Training should only involve essential participants e.g. in an adult group athletes plus coach = 15.
With younger age groups, there will be the need for responsible adults to transfer the participants to and from the training venue. These additional people require careful management based on the venue, but congregations for example at entry and egress points must be avoided and spectators are not allowed.
The length of time in sub steps (a), (b) and (c) will be dictated by data and it is imperative that clubs do not progress ahead into sub step (b) or (c) until the time is right to do so.
Patience is key and Governing Bodies and representative organisations have a responsibility to transmit this message to their clubs and members and stress the importance of compliance with protocols.
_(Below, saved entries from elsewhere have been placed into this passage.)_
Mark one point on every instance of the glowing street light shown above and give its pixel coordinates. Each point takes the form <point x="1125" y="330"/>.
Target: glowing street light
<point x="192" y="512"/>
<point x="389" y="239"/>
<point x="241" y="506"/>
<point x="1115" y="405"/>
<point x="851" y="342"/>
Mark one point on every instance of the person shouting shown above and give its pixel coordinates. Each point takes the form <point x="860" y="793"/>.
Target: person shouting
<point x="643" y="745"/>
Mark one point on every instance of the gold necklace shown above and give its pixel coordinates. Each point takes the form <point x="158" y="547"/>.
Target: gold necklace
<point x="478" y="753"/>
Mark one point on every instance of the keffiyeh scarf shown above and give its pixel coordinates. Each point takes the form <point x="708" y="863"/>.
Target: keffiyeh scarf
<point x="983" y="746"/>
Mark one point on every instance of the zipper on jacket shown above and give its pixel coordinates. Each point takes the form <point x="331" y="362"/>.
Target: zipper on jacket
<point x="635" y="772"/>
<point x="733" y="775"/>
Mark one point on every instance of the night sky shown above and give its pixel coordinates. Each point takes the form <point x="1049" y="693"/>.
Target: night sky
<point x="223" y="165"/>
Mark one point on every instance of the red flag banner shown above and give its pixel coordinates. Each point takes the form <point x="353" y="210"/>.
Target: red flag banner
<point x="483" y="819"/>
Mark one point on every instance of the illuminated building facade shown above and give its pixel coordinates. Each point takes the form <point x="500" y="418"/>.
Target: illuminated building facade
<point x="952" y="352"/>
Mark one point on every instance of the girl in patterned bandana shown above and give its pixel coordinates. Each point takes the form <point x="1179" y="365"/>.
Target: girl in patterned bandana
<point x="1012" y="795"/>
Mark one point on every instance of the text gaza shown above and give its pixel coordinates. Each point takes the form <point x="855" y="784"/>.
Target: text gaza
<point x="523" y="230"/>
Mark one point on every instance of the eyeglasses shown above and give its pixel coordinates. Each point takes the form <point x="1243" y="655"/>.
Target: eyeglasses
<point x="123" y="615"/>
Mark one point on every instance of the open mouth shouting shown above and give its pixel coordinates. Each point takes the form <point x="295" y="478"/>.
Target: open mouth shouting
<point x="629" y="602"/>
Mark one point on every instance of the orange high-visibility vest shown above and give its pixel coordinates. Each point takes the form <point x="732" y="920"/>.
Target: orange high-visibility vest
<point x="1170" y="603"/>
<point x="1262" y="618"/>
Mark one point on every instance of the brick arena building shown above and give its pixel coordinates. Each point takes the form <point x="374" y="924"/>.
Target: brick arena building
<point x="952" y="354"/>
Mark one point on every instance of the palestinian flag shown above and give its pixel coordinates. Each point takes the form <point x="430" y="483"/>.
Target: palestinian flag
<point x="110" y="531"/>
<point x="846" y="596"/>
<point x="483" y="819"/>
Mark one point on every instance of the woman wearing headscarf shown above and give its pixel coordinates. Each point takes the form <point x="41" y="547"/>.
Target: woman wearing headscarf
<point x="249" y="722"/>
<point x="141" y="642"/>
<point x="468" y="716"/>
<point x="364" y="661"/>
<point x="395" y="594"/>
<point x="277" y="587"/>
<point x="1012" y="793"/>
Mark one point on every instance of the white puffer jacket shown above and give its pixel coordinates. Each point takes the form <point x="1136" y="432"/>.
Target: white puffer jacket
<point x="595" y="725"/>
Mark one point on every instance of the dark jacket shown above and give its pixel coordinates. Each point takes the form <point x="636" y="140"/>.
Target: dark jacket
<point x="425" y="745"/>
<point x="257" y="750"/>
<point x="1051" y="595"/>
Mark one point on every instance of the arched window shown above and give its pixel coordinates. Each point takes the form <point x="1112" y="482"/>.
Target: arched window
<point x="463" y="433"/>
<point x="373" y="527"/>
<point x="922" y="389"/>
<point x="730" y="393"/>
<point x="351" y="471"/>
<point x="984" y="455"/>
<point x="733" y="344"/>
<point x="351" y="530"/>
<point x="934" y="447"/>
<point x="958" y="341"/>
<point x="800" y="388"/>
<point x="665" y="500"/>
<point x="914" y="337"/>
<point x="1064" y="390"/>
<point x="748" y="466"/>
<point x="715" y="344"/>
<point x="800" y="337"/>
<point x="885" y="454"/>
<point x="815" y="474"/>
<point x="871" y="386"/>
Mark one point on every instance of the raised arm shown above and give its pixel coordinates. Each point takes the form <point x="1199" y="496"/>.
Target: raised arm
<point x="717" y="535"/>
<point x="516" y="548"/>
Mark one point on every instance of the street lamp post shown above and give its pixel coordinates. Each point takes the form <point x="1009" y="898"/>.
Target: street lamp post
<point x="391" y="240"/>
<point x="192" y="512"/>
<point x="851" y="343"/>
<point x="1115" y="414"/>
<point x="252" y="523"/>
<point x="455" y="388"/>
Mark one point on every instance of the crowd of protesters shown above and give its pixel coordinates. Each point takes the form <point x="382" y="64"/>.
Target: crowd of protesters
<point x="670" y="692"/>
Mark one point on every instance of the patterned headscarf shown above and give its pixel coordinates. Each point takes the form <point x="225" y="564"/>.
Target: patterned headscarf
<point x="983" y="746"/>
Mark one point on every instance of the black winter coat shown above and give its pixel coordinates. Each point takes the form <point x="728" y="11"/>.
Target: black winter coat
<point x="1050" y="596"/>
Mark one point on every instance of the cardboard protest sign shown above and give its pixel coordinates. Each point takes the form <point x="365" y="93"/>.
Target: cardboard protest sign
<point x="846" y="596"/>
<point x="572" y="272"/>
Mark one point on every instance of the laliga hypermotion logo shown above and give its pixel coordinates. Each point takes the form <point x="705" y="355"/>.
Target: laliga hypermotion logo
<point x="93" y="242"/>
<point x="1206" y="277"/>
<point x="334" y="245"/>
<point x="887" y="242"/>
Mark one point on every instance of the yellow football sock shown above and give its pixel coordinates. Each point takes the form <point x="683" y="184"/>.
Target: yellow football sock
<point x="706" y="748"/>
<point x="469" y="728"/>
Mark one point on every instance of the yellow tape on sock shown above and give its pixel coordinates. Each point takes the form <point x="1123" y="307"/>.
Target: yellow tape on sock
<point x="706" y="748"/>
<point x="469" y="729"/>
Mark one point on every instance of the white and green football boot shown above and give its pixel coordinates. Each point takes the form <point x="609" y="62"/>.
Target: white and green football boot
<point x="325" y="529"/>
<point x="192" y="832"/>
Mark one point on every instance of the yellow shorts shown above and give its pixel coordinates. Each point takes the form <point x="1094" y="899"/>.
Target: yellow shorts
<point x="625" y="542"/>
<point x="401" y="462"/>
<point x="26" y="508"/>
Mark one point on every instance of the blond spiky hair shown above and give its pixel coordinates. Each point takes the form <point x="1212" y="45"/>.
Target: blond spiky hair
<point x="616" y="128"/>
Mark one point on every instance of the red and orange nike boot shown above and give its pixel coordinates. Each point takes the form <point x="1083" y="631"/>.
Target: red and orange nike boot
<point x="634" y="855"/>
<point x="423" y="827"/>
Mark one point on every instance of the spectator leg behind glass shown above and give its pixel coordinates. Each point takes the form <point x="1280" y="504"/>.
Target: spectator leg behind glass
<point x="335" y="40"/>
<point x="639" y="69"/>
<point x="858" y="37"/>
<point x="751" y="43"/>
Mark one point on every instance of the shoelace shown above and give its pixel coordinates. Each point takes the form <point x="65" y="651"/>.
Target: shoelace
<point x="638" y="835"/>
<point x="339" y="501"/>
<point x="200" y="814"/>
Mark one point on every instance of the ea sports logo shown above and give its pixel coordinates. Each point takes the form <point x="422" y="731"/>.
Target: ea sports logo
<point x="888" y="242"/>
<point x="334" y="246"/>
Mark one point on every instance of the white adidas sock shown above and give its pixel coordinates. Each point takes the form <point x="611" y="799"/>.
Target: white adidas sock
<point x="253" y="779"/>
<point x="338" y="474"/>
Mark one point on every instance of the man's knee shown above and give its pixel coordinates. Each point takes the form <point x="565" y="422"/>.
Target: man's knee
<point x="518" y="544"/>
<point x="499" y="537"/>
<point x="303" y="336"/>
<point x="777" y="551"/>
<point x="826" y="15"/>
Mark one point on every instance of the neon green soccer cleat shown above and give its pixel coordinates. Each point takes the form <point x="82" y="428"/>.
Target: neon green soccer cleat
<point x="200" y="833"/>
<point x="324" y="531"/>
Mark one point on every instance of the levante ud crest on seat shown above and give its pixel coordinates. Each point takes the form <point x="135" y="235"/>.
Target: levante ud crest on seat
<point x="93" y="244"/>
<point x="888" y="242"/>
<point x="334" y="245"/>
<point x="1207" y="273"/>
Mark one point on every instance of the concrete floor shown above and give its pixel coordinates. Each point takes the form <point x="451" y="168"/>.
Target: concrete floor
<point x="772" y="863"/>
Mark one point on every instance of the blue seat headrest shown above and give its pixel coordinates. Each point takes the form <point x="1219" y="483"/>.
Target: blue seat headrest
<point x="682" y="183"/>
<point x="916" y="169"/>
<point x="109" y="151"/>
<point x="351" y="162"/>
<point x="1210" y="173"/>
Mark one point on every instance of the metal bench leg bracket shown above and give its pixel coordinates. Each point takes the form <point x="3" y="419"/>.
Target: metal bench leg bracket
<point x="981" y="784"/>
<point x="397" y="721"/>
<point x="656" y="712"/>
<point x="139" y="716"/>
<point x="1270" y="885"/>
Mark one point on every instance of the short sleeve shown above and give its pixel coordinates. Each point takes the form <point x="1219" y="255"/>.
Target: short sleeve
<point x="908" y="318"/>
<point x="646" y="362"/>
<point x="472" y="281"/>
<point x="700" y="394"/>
With outdoor sport being permitted to operate with numbers of 15 (or above depending on age of participants), it is clear that implementation on the ground will come under scrutiny from the wider public. Keeping sport moving forward (no matter how slowly) depends on the data but also the perception of how responsibly outdoor sports treat this opportunity. Photographs / videos that circulate in the media demonstrating any lack of adherence to guidance will be detrimental and may well lead to tighter restrictions or even cessation.
Governing Bodies / representative organisations are encouraged to use these infographics in conjunction with their own material to help with the implementation of Phase 2 of the Pathway out of Restrictions.